Lo malo de morirte es la cara de español que se te queda —a cada uno, con los años,
se le queda la cara de lo que es—.
Hay cuerpos que se pudren con originalidad,
otros fermentan como una eterna mala educación de la vecina de arriba
y hay cuerpos que siempre están resucitando.
Yo nunca vi un cadáver parecido al mío.
Yo nunca oí de otro muerto mis mismas palabras;
y soy un carrusel sigiloso, asidero de los mejores oídos de la historia.
Escucho al que se calla no fuera a interesarme,
escucho al que me grita por saberle rendido
a su tormento
y escucho a la verdad el modo en que me miente —tan sólo es la verdad una mentira memorable—.
Pero jamás atiendo al que silencia su espíritu ni agonizo por exceso de amor entre la clase alta.
Lo indiferente se obvia por sí mismo
y por sí mismo resopla, arría el aire y toma por camino estarse quieto.

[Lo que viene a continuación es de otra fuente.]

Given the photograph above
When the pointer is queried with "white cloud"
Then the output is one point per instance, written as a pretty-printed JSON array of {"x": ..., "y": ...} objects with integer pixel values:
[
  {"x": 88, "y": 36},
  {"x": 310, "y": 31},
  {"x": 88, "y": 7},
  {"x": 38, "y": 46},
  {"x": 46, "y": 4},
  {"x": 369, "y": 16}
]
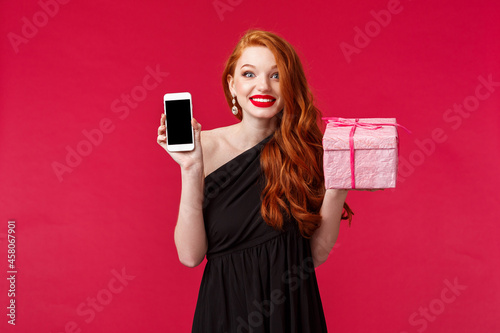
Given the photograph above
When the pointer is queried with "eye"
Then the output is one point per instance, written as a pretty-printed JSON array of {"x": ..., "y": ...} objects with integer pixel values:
[{"x": 248, "y": 74}]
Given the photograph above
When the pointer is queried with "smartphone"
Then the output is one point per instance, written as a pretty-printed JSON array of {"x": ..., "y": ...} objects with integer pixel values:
[{"x": 179, "y": 112}]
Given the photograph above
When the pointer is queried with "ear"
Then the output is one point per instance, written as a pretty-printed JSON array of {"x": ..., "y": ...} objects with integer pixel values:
[{"x": 230, "y": 83}]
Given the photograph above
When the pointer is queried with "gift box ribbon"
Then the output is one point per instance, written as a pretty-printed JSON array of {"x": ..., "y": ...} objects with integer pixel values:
[{"x": 342, "y": 122}]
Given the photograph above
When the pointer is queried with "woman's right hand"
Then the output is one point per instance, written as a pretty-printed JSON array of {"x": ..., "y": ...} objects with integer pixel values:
[{"x": 188, "y": 160}]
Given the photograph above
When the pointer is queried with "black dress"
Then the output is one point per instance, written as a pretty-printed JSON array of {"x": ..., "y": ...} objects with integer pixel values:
[{"x": 256, "y": 279}]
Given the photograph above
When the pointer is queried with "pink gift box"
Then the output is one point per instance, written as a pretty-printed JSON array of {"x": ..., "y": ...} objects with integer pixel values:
[{"x": 364, "y": 159}]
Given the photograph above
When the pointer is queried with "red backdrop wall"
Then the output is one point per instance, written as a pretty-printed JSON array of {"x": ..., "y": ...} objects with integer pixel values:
[{"x": 95, "y": 199}]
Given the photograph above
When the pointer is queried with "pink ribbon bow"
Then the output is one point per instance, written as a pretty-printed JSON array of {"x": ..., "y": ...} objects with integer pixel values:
[{"x": 342, "y": 122}]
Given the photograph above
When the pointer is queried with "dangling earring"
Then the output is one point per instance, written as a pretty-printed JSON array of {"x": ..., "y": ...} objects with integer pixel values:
[{"x": 234, "y": 109}]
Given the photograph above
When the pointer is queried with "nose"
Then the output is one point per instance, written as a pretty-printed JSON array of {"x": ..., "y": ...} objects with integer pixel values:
[{"x": 263, "y": 83}]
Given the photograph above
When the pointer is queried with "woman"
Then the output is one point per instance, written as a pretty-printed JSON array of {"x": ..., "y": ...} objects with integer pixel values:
[{"x": 253, "y": 198}]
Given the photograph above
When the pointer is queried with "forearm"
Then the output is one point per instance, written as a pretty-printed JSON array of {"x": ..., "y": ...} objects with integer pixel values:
[
  {"x": 189, "y": 235},
  {"x": 325, "y": 236}
]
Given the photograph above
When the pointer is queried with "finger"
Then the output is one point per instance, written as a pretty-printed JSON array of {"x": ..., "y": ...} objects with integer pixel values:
[
  {"x": 197, "y": 130},
  {"x": 196, "y": 125},
  {"x": 161, "y": 139},
  {"x": 162, "y": 130}
]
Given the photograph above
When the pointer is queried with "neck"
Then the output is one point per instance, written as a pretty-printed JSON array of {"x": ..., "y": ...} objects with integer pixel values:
[{"x": 251, "y": 131}]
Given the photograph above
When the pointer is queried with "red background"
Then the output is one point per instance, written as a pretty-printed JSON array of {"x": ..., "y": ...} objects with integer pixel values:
[{"x": 117, "y": 208}]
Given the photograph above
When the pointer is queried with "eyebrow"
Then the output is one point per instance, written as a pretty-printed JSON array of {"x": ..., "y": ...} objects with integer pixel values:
[{"x": 275, "y": 66}]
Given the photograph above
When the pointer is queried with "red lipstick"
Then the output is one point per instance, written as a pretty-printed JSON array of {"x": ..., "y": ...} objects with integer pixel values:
[{"x": 262, "y": 101}]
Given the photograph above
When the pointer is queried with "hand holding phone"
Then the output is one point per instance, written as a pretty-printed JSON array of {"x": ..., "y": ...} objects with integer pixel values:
[
  {"x": 192, "y": 160},
  {"x": 178, "y": 112}
]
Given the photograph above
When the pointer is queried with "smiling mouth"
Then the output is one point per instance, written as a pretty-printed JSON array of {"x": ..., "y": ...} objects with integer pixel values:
[{"x": 262, "y": 101}]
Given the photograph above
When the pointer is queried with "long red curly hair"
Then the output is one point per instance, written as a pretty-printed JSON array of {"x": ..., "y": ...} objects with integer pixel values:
[{"x": 292, "y": 160}]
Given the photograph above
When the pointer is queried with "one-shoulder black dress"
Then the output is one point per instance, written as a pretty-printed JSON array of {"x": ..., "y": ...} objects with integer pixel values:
[{"x": 256, "y": 279}]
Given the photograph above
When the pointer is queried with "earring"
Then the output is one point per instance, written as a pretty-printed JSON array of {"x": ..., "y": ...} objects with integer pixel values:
[{"x": 234, "y": 109}]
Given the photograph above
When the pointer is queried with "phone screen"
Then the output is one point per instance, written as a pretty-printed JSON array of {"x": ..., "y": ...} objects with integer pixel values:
[{"x": 178, "y": 122}]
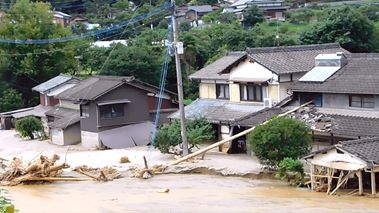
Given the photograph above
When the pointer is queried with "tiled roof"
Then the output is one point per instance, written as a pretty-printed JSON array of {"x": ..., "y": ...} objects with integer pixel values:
[
  {"x": 213, "y": 70},
  {"x": 201, "y": 8},
  {"x": 291, "y": 59},
  {"x": 366, "y": 149},
  {"x": 350, "y": 112},
  {"x": 259, "y": 117},
  {"x": 359, "y": 76},
  {"x": 352, "y": 126},
  {"x": 216, "y": 111},
  {"x": 38, "y": 111},
  {"x": 280, "y": 60},
  {"x": 64, "y": 117},
  {"x": 65, "y": 122},
  {"x": 52, "y": 83}
]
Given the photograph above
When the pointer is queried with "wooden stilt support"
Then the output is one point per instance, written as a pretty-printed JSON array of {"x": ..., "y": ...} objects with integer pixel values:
[
  {"x": 330, "y": 175},
  {"x": 342, "y": 182},
  {"x": 312, "y": 177},
  {"x": 360, "y": 182},
  {"x": 373, "y": 183}
]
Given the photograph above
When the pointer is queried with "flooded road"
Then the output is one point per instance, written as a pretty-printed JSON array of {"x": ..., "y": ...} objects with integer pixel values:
[{"x": 188, "y": 193}]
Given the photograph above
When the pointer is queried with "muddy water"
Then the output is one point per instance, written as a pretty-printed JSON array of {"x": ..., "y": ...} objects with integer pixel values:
[{"x": 188, "y": 193}]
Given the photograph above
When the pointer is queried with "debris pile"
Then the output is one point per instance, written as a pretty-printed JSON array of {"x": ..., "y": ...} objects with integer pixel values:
[
  {"x": 314, "y": 119},
  {"x": 99, "y": 174},
  {"x": 43, "y": 169}
]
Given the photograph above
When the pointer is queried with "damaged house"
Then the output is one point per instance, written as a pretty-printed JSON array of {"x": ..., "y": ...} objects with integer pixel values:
[
  {"x": 238, "y": 90},
  {"x": 114, "y": 112},
  {"x": 344, "y": 90}
]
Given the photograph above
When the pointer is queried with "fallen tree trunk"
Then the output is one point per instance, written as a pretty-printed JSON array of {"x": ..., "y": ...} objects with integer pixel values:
[{"x": 206, "y": 149}]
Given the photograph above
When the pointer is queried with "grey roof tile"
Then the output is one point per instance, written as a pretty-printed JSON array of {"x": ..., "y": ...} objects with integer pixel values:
[
  {"x": 214, "y": 71},
  {"x": 92, "y": 88},
  {"x": 52, "y": 83},
  {"x": 280, "y": 60},
  {"x": 291, "y": 59},
  {"x": 359, "y": 76},
  {"x": 366, "y": 149},
  {"x": 259, "y": 117},
  {"x": 215, "y": 110}
]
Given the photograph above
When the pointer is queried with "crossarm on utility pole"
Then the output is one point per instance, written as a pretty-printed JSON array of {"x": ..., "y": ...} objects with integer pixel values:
[{"x": 206, "y": 149}]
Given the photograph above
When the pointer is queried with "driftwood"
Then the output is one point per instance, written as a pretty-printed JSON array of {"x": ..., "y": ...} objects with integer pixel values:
[
  {"x": 41, "y": 169},
  {"x": 98, "y": 174}
]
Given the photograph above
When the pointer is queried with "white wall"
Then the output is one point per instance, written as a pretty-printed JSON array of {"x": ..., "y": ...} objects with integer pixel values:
[{"x": 90, "y": 139}]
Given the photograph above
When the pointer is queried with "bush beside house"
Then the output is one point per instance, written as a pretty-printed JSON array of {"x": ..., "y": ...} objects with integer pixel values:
[
  {"x": 278, "y": 139},
  {"x": 29, "y": 126}
]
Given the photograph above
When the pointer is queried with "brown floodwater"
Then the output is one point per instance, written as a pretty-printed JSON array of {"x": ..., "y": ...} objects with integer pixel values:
[{"x": 188, "y": 193}]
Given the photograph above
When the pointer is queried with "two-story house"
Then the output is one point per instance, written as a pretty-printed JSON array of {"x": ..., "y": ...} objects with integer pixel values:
[
  {"x": 241, "y": 85},
  {"x": 344, "y": 87},
  {"x": 115, "y": 112}
]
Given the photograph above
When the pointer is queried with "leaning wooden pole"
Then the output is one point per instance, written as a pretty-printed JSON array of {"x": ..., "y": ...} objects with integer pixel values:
[{"x": 206, "y": 149}]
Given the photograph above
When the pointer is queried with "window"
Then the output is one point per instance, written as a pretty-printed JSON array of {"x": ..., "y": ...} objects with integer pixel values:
[
  {"x": 251, "y": 92},
  {"x": 111, "y": 111},
  {"x": 362, "y": 101},
  {"x": 315, "y": 97},
  {"x": 222, "y": 91},
  {"x": 84, "y": 111}
]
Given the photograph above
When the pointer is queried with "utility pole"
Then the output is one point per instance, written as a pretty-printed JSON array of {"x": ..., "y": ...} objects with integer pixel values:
[{"x": 180, "y": 84}]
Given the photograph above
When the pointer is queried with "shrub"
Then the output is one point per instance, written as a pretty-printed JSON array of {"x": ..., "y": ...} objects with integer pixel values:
[
  {"x": 278, "y": 139},
  {"x": 168, "y": 136},
  {"x": 291, "y": 170},
  {"x": 29, "y": 125},
  {"x": 10, "y": 100}
]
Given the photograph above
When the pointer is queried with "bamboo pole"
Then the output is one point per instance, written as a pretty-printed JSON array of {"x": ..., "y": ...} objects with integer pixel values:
[
  {"x": 373, "y": 183},
  {"x": 360, "y": 182},
  {"x": 201, "y": 151},
  {"x": 312, "y": 176}
]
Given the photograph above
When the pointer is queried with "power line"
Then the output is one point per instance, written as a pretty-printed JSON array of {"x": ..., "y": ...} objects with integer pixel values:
[{"x": 97, "y": 33}]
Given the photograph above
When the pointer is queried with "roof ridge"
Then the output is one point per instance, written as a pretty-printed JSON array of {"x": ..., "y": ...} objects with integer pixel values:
[
  {"x": 360, "y": 141},
  {"x": 293, "y": 48}
]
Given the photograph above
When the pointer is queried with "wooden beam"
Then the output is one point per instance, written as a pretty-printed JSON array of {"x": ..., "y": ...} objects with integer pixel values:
[
  {"x": 360, "y": 182},
  {"x": 312, "y": 176},
  {"x": 342, "y": 181},
  {"x": 330, "y": 174},
  {"x": 373, "y": 183}
]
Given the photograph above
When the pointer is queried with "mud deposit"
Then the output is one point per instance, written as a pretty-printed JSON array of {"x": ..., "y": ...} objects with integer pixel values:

Toda leche me recuerda a su ubre.
Las cicatrices del mundo hablan de una herida más precoz que la carne.
Líquida, sólida o gaseosa; siempre hay la misma cantidad de agua en el planeta.
Y los huesos, apilados hasta confundirse,
espolvorean sus genes fertilizando otras lápidas.
Me recuerdo que, para ser original, sólo debo ser yo mismo porque nadie hay tan parecido a mí como yo mismo
—si he quedado conmigo nunca he faltado a la cita—.
Me recuerdo que los lugares comunes anuncian la ausencia del propio pensamiento.
Y me recuerdo que, en verdad, lleno mi estómago con las mismas partículas que defecó Felipe VI
y mis ideas se formulan con palabras que acuñaron antecesores comunes.
No temo las palabras que aún me son ajenas,
no temo el pensamiento que pueden provocarme.
He pensado en ocasiones por encima de mi inteligencia, lo sé.
Y me respondo, a menudo, por todo lo que doy por imposible.
Y me pregunto, a menudo, por todo lo que doy por comprendido.